Par Gilles Baril, prêtre, animateur spirituel du Mouvement des Cursillos Francophones du Canada.
Mt 3, 13-17
Jésus, arrivant de Galilée, paraît sur les bords du Jourdain, et il vient à Jean pour se faire baptiser par lui. Jean voulait l'en empêcher et disait: «C'est moi qui ai besoin de me faire baptiser par toi, et c’est toi qui viens à moi!» Mais Jésus lui répondit: «Pour le moment, laisse-moi faire; c’est de cette façon que nous devons accomplir parfaitement ce qui est juste.» Alors Jean le laisse faire.
Dès que Jésus fut baptisé, il sortit de l'eau; voici que les cieux s’ouvrirent, et il vit l’Esprit de Dieu descendre comme une colombe et venir sur lui. Et des cieux, une voix disait: «Celui-ci est mon Fils bien-aimé; en lui j’ai mis tout mon amour.»

"Devenir une présence de Dieu"
Le pape Pie XI qui fut un grand pape dont le pontificat a été mis dans l’ombre par les deux grandes guerres mondiales du 20e siècle disait : « Le plus grand jour de ma vie n’est pas celui de mon élection à la papauté, mais celui de mon baptême, car c’est là que j’ai reçu en germes ma mission au service de Dieu et de l’Église ».
«Le baptême est le premier signe sacramentel de la tendresse personnelle de Dieu" qui fait de nous des « prêtres, prophètes et rois » selon la théologie de l’Église. Qu’est-ce à dire? Être prêtre est une invitation à la prière et a participer à la liturgie de l’Église. Prier pour ceux qu’on aime, prier face aux événements, prier pour trouver le courage des dépassements, prier pour rendre grâce… chaque personne reçoit la mission de la prière le jour de son baptême. Mentionnons que le prêtre (ou le presbyte) que je suis devenu le jour de mon ordination presbytérale a simplement la fonction de présider la prière de l’Église comme la présidence de l’enseignement de la Parole de Dieu et celle de la charité fraternelle.
Être prophète ne consiste pas à prédire l’avenir, mais à annoncer la Parole de Dieu, à l’enseigner et à la reconnaître dans l’agir quotidien. Notre mission de prophète fait de nous des catéchètes et des témoins de la Parole de Dieu.
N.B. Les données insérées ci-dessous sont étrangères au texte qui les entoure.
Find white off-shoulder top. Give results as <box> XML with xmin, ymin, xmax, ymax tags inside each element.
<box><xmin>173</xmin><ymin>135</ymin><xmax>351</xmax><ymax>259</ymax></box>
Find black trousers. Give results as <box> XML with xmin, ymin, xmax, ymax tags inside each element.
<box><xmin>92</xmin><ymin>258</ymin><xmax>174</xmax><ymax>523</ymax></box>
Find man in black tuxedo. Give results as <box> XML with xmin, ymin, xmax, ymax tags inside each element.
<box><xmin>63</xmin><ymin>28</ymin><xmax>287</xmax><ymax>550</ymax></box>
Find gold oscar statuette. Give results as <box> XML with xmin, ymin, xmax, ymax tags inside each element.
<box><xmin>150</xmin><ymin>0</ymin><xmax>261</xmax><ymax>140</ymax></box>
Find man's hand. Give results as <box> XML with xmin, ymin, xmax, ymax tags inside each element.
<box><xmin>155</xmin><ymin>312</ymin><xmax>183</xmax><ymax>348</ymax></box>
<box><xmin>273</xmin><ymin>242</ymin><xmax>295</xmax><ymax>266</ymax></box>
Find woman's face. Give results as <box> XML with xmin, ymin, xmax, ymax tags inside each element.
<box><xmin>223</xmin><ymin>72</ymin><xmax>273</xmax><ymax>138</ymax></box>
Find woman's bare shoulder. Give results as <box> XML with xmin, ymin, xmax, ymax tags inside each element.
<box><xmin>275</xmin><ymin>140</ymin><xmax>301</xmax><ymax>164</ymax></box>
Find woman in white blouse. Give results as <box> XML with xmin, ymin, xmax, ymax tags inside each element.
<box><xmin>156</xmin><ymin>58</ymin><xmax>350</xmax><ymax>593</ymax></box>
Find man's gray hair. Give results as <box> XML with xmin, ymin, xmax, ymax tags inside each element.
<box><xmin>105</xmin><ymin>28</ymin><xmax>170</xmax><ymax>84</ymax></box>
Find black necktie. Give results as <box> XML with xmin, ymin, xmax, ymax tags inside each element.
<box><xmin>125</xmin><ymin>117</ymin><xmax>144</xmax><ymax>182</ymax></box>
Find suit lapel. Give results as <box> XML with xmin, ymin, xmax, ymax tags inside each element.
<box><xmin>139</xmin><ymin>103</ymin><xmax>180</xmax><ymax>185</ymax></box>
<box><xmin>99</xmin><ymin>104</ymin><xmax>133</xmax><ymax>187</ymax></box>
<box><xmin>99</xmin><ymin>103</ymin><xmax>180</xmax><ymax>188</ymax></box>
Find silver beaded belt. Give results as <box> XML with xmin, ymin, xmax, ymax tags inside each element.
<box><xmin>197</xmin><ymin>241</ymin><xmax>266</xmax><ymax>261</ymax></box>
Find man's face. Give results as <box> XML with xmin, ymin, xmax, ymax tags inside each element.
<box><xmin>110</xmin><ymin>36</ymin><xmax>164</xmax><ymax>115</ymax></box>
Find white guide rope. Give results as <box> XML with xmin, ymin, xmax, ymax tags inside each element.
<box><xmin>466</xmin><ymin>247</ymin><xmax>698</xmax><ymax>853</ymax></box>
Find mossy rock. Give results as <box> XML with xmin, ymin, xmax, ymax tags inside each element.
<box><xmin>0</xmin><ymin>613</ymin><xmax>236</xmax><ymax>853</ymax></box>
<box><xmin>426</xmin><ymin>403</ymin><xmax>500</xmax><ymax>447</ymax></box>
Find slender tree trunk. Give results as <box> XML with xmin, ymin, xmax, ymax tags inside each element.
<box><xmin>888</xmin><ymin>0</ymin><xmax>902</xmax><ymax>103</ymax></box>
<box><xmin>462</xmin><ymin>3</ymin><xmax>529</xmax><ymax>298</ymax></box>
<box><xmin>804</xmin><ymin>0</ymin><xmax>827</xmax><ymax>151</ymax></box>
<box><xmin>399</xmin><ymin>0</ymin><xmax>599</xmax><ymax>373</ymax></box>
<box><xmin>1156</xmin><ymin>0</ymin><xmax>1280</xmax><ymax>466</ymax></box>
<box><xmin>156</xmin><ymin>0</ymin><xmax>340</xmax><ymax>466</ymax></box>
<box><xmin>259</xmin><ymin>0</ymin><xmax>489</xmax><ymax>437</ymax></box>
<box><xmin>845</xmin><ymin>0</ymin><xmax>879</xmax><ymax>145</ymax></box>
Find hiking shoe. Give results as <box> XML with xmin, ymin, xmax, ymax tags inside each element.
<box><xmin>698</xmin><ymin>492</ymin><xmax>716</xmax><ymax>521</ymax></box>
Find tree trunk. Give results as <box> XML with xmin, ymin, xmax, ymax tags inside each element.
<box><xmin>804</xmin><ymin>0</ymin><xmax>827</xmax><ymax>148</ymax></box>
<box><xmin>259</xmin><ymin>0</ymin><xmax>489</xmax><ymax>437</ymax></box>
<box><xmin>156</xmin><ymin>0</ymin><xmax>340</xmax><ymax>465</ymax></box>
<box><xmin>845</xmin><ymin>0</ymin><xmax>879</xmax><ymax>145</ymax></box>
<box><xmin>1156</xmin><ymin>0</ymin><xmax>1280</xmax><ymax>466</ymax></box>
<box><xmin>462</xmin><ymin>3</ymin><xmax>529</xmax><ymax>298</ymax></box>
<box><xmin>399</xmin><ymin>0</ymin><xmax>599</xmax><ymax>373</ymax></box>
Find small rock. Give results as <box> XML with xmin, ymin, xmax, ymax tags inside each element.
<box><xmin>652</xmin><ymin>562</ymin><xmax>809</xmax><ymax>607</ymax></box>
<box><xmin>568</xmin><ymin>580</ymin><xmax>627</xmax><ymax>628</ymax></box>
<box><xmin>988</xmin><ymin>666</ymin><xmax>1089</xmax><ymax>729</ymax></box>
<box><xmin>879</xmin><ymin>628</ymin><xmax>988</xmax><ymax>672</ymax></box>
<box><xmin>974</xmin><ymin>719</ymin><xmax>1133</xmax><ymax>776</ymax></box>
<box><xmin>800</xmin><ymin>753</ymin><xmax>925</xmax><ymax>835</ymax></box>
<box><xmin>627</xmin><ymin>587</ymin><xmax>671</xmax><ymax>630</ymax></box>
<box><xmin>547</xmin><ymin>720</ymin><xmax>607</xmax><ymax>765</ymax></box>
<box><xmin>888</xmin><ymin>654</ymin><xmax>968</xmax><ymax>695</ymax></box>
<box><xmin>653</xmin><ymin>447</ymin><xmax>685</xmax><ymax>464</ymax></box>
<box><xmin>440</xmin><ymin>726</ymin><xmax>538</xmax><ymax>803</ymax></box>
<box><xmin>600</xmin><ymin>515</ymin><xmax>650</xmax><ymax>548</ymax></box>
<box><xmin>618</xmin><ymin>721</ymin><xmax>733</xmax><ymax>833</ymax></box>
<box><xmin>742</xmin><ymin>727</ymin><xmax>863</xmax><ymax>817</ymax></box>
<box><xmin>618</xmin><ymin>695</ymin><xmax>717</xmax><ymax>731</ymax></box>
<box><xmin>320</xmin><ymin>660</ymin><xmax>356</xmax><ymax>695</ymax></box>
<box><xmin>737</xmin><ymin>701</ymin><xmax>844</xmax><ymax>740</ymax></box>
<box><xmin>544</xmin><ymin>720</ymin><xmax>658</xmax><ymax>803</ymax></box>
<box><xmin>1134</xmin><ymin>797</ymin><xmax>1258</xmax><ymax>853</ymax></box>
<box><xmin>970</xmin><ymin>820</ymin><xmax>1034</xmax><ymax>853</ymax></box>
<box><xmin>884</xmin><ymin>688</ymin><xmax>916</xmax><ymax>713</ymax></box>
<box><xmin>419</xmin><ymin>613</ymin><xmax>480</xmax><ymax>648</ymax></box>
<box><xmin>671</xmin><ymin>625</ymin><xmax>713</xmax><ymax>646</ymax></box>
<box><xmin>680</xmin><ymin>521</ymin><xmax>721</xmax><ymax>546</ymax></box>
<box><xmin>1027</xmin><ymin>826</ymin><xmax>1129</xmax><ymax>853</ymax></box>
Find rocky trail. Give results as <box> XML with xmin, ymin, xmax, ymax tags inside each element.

Être roi, au sens biblique, consiste à porter le souci de la justice et de la paix autour de nous en faisant rayonner la charité fraternelle et en portant constamment le souci des gens en situation de souffrance.
Comme le dit St-Paul, le baptême fait de nous différents membres du corps du Christ. Dans un corps humain, chaque membre a sa fonction particulière et chaque membre est intimement relié aux autres. La preuve, cognez-vous le petit orteil et tout de suite les yeux vont versés des larmes et la bouche va parler sans qu’on l’ait prémédité. Cette solidarité du corps est le défi des baptisés au sein d’une même Église.
Être baptisé, vivre son baptême, c’est laisser l’Esprit faire son œuvre en nous parfois même à notre insu. Je pense à cette enfant que mon curé de stage pastoral à la fin des années 1970 avait accepté au baptême même si disait-il « seule la grand-mère fréquentait l’Église ». Cette petite fille est devenue religieuse.
Je pense encore à un confrère qui raconte qu’en mission il a eu connaissance d’un sorcier qui ne pouvait pas faire venir ses esprits pour guérir une grand-mère malade parce que dit-il en pointant une jeune mère avec son nouveau-né : « Cet enfant porte en lui un Esprit qui est plus fort que tous mes esprits ». L’enfant avait été baptisé la veille…
Le baptême est une plongée dans le mystère de Dieu. Ça prend toute une vie pour devenir un adulte accompli. Ça prend toute une vie pour devenir un(e) chrétien(ne) épanoui(e). Ça prend surtout la certitude intérieure que personne n’a été créé en cas de besoin. À chacun, chacune de nous, Dieu confie une mission de vie particulière que personne ne peut faire à notre place.